Mark Twain (Samuel Langhorne Clemens)
[Writer, b. 1835, Hannibal, Missouri, d. 1910, Redding, Connecticut.]
My dear Sir, I thank you very much for your letter and your photograph. In my opinion you are more like me than any other of my numerous doubles. I may even say that you resemble me more closely than I do myself. In fact, I intend to use your picture to shave by. Yours thankfully, S. Clemens.
(Reply to a man who sent him a photograph and claimed to be his double.)
... No photograph ever was good, yet, of anybody—hunger and thirst and utter wretchedness overtake the outlaw who invented it! It transforms into desperadoes the weakest of men; depicts sinless innocence upon the pictured faces of ruffians; gives the wise man the stupid leer of a fool, and the fool an expression of more than earthly wisdom.
Ten thousand pulpits and ten thousand presses are saying the good word for me all the time… Then that trivial little kodak, that a child can carry in its pocket, gets up, uttering never a word, and knocks them dumb!

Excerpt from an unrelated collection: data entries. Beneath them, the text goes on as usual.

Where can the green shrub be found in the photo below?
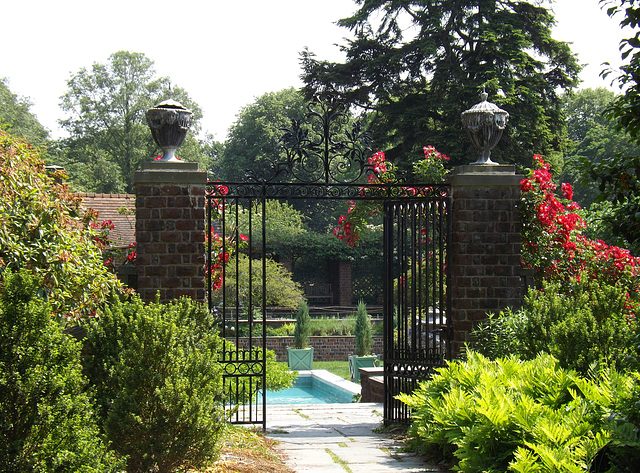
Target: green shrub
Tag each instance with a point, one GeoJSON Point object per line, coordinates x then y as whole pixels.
{"type": "Point", "coordinates": [285, 330]}
{"type": "Point", "coordinates": [364, 337]}
{"type": "Point", "coordinates": [282, 290]}
{"type": "Point", "coordinates": [158, 381]}
{"type": "Point", "coordinates": [582, 325]}
{"type": "Point", "coordinates": [302, 328]}
{"type": "Point", "coordinates": [512, 415]}
{"type": "Point", "coordinates": [47, 422]}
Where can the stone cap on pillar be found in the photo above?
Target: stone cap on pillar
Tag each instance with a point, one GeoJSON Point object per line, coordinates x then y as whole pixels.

The sun never looks through a photographic instrument that does not print a lie. The piece of glass it prints is well named a “negative”—a contradiction—a misrepresentation—a falsehood. I speak feelingly of this matter, because by turns the instrument has represented me to be a lunatic, A Solomon, a missionary, a burglar and an abject idiot.
(1866)
The [Kodak is] the only witness I have encountered in my long experience that I couldn’t bribe.
You can’t depend on your eyes if your imagination is out of focus.
A photograph is a most important document, and there is nothing more damning to go down to posterity than a silly, foolish smile caught and fixed forever.